Foreword review of Mark Guerin's YOU CAN SEE MORE FROM UP HERE

In Mark Guerin’s You Can See More from up Here, a nineteen-year-old and his father face up to a conflict of generational ideologies when a workplace incident sends reverberations through their small town.

In 1974 in Belford, Illinois, Walker Maguire’s ex-military father, Michael, forces him to take a summer job at the automobile factory where he’s the plant physician. Walker moves heavy machinery across the warehouse and fumbles through building car parts on the assembly line, supervised by his ex-girlfriend’s father, Norm.

Then Walker witnesses an altercation between Norm and a Mexican employee, Manny. He fears that there will be consequences if he tells the truth about the incident to his abusive father. Both Manny and Norm could be punished: Manny may be an undocumented immigrant, and Norm was drinking on the job.

Alternating between that summer and winter thirty years later, as Walker sits at his dying father’s bedside, the book examines the dichotomy of a strict father and his conscientious son, both products of their respective times. Its mood is retrospective at first, as Walker reconciles his dying father with the disciplinarian he knew. Sections from the past soon envelope the book, though, and are meticulous and absorbing in their details.
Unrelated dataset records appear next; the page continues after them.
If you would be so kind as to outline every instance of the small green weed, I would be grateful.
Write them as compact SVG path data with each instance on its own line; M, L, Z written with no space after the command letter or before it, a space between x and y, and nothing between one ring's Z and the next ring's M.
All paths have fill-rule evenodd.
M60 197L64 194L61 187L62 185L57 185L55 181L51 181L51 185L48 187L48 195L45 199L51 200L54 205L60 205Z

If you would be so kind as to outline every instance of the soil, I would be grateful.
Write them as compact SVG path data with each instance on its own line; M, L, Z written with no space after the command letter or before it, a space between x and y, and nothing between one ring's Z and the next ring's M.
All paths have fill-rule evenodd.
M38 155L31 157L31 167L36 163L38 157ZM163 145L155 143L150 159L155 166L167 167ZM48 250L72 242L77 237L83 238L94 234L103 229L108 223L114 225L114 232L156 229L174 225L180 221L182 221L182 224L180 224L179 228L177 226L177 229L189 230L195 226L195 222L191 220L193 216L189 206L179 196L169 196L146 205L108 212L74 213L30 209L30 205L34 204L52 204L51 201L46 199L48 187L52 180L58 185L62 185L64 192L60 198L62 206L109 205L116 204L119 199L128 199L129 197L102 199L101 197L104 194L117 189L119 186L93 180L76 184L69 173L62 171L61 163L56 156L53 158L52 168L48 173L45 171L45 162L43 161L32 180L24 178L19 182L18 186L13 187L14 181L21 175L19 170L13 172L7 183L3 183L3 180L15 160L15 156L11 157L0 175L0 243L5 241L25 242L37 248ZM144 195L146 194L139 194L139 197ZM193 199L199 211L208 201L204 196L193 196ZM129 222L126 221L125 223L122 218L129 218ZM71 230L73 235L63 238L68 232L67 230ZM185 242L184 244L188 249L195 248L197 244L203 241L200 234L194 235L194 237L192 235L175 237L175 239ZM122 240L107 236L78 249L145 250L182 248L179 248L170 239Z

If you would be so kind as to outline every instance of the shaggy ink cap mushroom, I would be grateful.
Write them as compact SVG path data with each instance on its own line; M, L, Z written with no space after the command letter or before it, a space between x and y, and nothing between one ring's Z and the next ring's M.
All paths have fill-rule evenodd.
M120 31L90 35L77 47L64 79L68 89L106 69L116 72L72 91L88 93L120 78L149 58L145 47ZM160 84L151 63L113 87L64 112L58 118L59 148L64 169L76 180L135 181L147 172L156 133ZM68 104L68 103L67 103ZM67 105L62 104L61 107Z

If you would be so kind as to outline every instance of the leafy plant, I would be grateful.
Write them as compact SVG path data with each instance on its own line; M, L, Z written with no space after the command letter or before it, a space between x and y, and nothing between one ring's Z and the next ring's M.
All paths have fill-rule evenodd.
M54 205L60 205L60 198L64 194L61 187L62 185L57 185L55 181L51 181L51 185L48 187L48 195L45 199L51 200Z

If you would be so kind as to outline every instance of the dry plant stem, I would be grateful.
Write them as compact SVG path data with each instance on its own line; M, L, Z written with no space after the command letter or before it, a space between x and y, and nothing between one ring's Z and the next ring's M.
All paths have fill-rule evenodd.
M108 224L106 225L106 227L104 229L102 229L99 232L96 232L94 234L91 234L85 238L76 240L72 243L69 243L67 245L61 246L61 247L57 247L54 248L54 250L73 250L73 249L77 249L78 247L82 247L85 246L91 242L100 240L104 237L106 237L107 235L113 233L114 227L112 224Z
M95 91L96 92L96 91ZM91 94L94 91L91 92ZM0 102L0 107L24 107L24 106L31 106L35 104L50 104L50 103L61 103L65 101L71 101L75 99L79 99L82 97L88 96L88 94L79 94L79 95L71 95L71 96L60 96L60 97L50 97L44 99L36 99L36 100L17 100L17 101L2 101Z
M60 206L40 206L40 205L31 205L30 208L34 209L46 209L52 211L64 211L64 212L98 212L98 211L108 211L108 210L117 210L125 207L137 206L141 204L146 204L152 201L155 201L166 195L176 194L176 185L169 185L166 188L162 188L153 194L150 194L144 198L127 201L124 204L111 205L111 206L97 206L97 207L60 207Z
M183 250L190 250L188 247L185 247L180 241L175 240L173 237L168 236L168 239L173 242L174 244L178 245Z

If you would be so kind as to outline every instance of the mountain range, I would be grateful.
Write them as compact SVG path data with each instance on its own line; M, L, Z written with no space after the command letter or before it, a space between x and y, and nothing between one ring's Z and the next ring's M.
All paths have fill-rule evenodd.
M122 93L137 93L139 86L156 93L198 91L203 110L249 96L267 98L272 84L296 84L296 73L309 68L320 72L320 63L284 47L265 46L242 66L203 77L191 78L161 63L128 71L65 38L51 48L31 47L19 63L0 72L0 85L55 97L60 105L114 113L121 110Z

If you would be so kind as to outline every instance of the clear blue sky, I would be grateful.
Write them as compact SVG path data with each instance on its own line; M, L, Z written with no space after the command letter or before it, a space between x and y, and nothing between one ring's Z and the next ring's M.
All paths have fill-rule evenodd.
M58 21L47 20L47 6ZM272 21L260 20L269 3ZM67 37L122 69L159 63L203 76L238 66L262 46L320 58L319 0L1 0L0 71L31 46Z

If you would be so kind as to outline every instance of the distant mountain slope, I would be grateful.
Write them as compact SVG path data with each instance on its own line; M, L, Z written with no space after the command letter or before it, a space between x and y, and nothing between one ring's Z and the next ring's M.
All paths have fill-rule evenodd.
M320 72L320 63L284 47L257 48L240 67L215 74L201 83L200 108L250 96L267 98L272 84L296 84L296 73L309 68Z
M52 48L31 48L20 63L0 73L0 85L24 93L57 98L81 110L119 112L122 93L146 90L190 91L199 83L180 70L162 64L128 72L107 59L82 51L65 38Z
The characters and settings shape each other, and tension among characters results in the suspense that propels the story. Foreshadowing connects one chapter to the next. By working toward doing the noble thing and making amends, Walker helps his father confront his own internal dilemmas. The book’s end is cathartic, bringing all of the emotional subplots to a head. Racial issues are handled with honesty.

Mark Guerin’s debut maneuvers through heartbreak with grace, navigating family expectations, a community’s pervasive racism, and how peoples’ actions shape others’ opinions.